To Lower Blood Pressure, Open Up And Say 'Om'

The Relaxation Response
The "relaxtion response" technique was first described 30 years ago by cardiologist Herbert Benson.
At its core, the technique involves sitting quietly with eyes closed for 10 to 20 minutes and repeating silently a word or phrase as you breathe slowly and naturally.
Read more about how to meditate using the relaxation response at the Benson-Henry Institute for Mind Body Medicine.
In his 20 years as director of the hypertension program at Massachusetts General Hospital, Dr. Randy Zusman has maintained a rather traditional approach.
He writes plenty of prescriptions for standard medications to treat high blood pressure. But in recent years, Zusman has gotten more assertive with patients about lifestyle choices.
"You're going to have to change your diet, you're going to have to lose weight, exercise, stop smoking," Zusman tells patients. "If it's not an important priority, keep doing what you're doing, I'll give you the pills. But if you really want to be there, you're going to have to change."
A Prescription For Meditation
Lately, Zusman has added a new recommendation: meditation. It's based on what he learned from a recent, three-month study he helped direct in conjunction with Boston's Benson-Henry Institute for Mind Body Medicine.
Patients who took part in the research were being treated for high blood pressure using standard medications and had agreed to try training in what's known as the relaxation response, a technique first described by cardiologist Herbert Benson 30 years ago.
"I'd been using medications in these patients, they were hopefully following my recommendations," Zusman explains. But "we still couldn't get their blood pressure under control. And I was somewhat skeptical that meditation could be the key to blood pressure control."
One patient in the institute study was a man named Jerome Smith. At 67, Smith is retired from his job as a corporate executive at DuPont, but he still works as a consultant part time. He says he's always had a type-A personality.
So, sitting alone in a quiet room was certainly not an easy technique.
"It was a foreign concept in terms of my normal practices," Smith says.
But he got lots of help, and with weekly one-one-one training sessions he learned how to meditate. "You're just letting all your tension go," he says.
Sometimes, realizing that you're not in control can make you more effective in matters where you do have control.
Relaxing Results
At the end of the study, Smith got some good news. His blood pressure was down, so he was able reduce the dosage of one of his medications.
Zusman says that about 40 of the 60 patients trained in the relaxation response had similar results.

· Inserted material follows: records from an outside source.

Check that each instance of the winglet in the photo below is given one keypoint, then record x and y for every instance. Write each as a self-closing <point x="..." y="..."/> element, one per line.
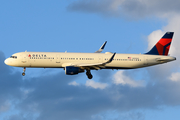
<point x="101" y="48"/>
<point x="110" y="60"/>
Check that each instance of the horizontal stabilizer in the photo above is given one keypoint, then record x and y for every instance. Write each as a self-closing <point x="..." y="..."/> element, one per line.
<point x="163" y="45"/>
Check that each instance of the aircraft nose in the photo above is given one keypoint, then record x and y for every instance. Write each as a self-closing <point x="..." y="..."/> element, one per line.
<point x="6" y="61"/>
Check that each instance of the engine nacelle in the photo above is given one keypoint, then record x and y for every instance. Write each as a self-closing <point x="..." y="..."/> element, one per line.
<point x="70" y="70"/>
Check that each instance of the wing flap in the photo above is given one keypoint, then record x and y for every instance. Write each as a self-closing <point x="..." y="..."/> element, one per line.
<point x="88" y="66"/>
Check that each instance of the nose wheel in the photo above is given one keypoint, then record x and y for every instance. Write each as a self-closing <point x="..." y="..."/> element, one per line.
<point x="89" y="75"/>
<point x="23" y="74"/>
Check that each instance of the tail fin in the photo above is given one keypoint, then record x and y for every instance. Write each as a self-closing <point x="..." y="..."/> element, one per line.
<point x="163" y="45"/>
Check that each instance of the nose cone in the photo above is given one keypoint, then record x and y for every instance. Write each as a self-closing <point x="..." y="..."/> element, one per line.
<point x="7" y="62"/>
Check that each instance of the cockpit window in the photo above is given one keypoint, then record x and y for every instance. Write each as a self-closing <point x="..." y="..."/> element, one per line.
<point x="14" y="57"/>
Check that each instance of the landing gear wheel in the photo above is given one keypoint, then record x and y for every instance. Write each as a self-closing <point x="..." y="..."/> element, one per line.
<point x="89" y="75"/>
<point x="23" y="74"/>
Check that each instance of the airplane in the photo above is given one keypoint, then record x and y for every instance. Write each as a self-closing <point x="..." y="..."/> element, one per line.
<point x="74" y="63"/>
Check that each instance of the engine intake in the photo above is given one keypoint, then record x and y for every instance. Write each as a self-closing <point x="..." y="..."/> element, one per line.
<point x="70" y="70"/>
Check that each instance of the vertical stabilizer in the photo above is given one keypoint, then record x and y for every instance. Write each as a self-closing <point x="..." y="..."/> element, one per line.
<point x="163" y="45"/>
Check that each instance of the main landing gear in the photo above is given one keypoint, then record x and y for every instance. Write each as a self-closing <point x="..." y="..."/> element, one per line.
<point x="23" y="74"/>
<point x="89" y="75"/>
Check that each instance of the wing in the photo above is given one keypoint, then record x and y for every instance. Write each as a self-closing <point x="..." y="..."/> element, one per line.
<point x="101" y="48"/>
<point x="96" y="66"/>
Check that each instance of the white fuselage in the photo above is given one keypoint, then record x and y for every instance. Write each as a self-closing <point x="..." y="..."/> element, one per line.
<point x="61" y="60"/>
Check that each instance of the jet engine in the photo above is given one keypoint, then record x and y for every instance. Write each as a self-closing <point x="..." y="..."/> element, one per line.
<point x="70" y="70"/>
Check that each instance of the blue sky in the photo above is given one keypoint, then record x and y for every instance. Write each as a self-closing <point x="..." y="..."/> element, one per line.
<point x="130" y="26"/>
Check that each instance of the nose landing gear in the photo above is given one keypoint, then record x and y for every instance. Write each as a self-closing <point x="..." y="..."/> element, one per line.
<point x="89" y="75"/>
<point x="23" y="74"/>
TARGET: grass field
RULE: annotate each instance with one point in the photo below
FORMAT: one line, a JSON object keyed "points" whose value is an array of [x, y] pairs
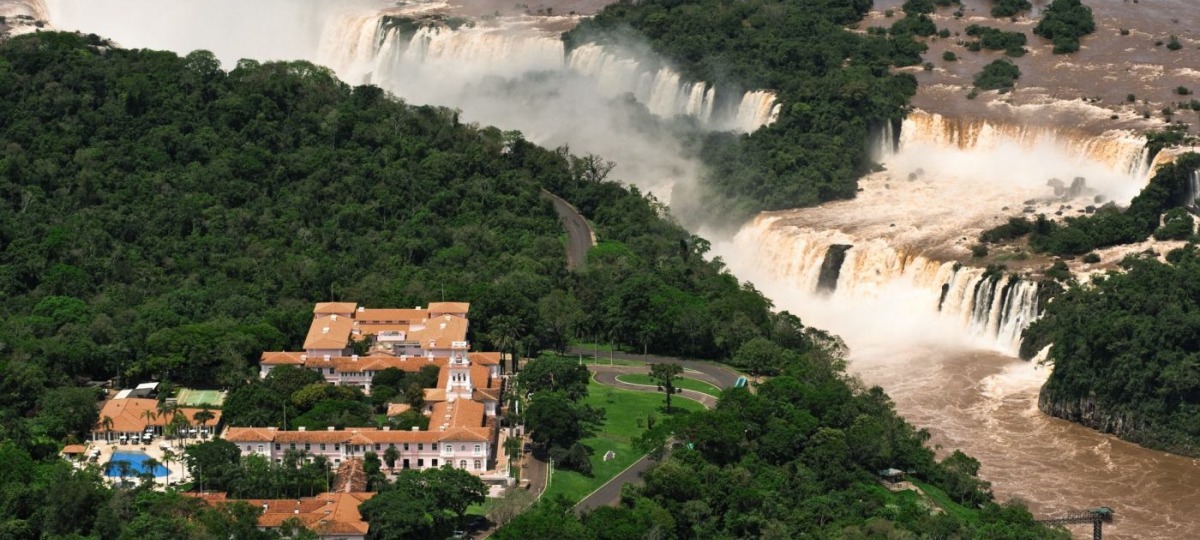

"Their blood pressure dropped, and they dropped some of their medication. It was striking. It was statistically significant, but more important it was clinically significant to these people," he says.
What helps to explain these results, Zusman says, is the relatively new understanding of how the relaxation response assists the body.
It helps increase the formation of a compound called nitric oxide, which causes blood vessels to open up. This, in turn, lowers blood pressure.
"It's basically a plumbing problem. You're pushing the same amount of blood through a bigger pipe," Zusman says. "And that's what nitric oxide — which all of us make in our body — does in response to relaxation response."
Commitment Required
Here's the rub: The relaxation response is not a gift. A daily meditation practice requires discipline and allocating time each day.
Smith, the study participant, says this is the hard part. A year after the study, he says his daily practice has begun to fall off because life's just gotten too busy
Although Zusman says this can happen, he's learned that the relaxation response is yet one more tool to control blood pressure.
Whether it's temporary or more long term depends on how well people can stick with it.